Я чувствую, что начинаю закипать, но пока держусь и опять-таки ласково и вкрадчиво говорю:
– Марин, мне кажется, тебе не до тети Любы и дяди Вити сегодня было.
– Что ты! Тетя Люба пирог принесла, старалась!
– Так она же тот пирог и съела, я смотрю, и моим борщом не побрезговала. Я бы сейчас сам им поужинал, если честно.

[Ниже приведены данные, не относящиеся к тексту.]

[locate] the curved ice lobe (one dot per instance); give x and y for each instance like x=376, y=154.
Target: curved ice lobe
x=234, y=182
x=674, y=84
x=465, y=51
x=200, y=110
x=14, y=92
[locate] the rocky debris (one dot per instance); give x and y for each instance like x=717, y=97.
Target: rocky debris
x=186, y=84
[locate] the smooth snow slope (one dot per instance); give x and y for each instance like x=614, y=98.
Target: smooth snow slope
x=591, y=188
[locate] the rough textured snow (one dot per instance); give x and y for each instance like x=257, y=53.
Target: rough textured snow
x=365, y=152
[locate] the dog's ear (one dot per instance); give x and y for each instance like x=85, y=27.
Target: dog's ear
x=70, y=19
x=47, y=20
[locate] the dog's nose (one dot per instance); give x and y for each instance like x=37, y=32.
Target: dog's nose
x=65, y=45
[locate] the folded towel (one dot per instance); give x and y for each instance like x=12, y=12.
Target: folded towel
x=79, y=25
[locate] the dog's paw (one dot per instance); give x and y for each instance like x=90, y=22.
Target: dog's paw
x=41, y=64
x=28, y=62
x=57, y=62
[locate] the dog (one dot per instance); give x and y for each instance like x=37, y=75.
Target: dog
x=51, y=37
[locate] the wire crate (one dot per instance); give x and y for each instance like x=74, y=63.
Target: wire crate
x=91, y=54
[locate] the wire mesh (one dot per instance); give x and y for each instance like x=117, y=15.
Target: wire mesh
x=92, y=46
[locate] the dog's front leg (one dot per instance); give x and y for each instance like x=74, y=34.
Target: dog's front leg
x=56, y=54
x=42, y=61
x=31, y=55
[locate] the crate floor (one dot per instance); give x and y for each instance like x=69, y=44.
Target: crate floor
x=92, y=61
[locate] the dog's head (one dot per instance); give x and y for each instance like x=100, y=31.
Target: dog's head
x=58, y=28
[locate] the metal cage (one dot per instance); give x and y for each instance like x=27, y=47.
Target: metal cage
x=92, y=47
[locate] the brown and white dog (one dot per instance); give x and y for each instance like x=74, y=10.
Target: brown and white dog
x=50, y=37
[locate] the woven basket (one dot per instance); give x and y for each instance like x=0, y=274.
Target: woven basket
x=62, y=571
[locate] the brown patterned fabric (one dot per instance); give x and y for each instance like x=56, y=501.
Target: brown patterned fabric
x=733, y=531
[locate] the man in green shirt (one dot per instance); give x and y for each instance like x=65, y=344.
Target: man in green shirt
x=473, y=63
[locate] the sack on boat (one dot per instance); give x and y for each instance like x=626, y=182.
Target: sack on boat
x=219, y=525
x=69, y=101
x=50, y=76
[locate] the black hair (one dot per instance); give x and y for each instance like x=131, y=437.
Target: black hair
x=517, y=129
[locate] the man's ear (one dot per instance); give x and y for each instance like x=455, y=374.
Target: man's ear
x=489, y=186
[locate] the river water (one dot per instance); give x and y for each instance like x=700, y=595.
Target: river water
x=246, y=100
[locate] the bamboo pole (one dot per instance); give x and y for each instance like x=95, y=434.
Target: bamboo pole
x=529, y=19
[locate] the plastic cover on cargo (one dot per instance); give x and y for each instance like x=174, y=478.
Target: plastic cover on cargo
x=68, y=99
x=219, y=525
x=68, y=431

– Она еще подгузники погладила, с двух сторон. – Марина изо всех сил уговаривала то ли меня, то ли саму себя, что сегодняшнее присутствие тети Любы, вчерашний визит тети Наташи и позавчерашние посиделки родственников, сожравших ее время и мой борщ, очень полезны.
– А зачем нам подгузники? – Чувствую, сдерживаться уже не могу.
– Тетя Люба сказала, – от волнения Маринка перешла на шепот, – что от памперсов мальчики становятся импотентами. Надо подгузники сложить в ведро, натереть туда мыла, залить кипятком, потом прополоскать и с двух сторон прогладить. А еще тетя Люба сказала, что соски на бутылках должны быть только советские, старые, правильно проколотые. Вон она целый пакет принесла, им лет сорок уже, больше, чем мне. – Маринка протянула мне целлофановый пакет, наверняка ему тоже было лет сорок, может, его даже стирали с хозяйственным мылом и сушили на веревочке, так, помню, моя бабушка делала, когда я был маленьким. В этом раритетном пакете лежала куча коричневых резиновых сосок, похожих на напальчники, которые раньше надевали бухгалтеры, когда пересчитывали деньги.